I - De nenhum principio ou norma da Constituição se pode extrair a proibição generica da existencia de leis fiscais retroactivas, sem que com isso se queira dizer que o legislador ordinario disponha, neste campo, de total liberdade; com efeito, o legislador não podera nunca impor a retroactividade em termos que choquem a consciencia juridica e frustem as expectativas fundadas dos contribuintes, tendo em conta o principio do Estado de direito democratico que, insito no seu artigo 2, informa a Constituição. II - Tal principio e garantistico da existencia de um minimo de certeza nos direitos das pessoas e nas suas expectativas juridicamente criadas com base na lei vigente a data dos factos criadores de certas situações juridicas; mas, para que se atente contra uma tal garantia, mister e que uma lei retroactiva (e para os casos em que a propria Constituição veda a retroactividade - leis penais e leis restritivas dos direitos liberdades e garantias: artigos 18, 3, e 29, 1, 3 e 4) fira de modo injustificado, arbitrario, intoleravel e opressor aquela certeza e consequente confiança dos cidadãos na ordem juridica; pelo contrario, a retroactividade tributaria tera o beneplacito constitucional sempre que razões de interesse geral ou de conformação social a reclamem e o encargo para o contribuinte se não mostrar desproporcionado - e mais ainda o tera se tal encargo aparecia aos olhos do contribuinte como verosimil ou mesmo como provavel.

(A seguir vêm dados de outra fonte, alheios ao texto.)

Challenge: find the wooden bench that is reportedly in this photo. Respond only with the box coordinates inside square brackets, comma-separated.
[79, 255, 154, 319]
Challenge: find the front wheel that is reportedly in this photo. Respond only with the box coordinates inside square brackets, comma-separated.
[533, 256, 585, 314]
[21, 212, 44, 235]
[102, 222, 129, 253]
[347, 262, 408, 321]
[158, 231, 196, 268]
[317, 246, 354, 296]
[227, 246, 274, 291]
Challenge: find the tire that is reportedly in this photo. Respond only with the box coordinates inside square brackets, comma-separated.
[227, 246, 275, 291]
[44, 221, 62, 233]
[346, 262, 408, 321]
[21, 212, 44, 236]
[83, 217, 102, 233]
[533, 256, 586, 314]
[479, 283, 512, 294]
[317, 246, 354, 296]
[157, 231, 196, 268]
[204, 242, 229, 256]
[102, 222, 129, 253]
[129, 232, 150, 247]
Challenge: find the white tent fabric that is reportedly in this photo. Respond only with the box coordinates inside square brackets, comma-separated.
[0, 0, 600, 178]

III - A norma impugnada, ao fazer cessar, desde data anterior a da sua publicação, o regime de suspensão de cobrança da totalidade de direito de importação, necessariamente criou efeitos juridicos com os quais, razoavel e justificadamente, os interessados nas decisões não deviam contar e que se poderão considerar como tendo repercussão economica para eles, não se vislumbrando a existencia de ponderosas razões de interesse geral ou de conformação social que apontem para que a confiança daqueles interessados fosse sobreposta por essas razões. IV - A exigencia aos importadores de pagamento dos direitos de importação (no periodo entre as datas em causa), configura-se como arbitraria e dificilmente toleravel, designadamente tendo em conta a objectiva e materialmente justificada expectativa por eles detida consistente em razoavelmente contarem nada terem a pagar a titulo de direitos por essa importação.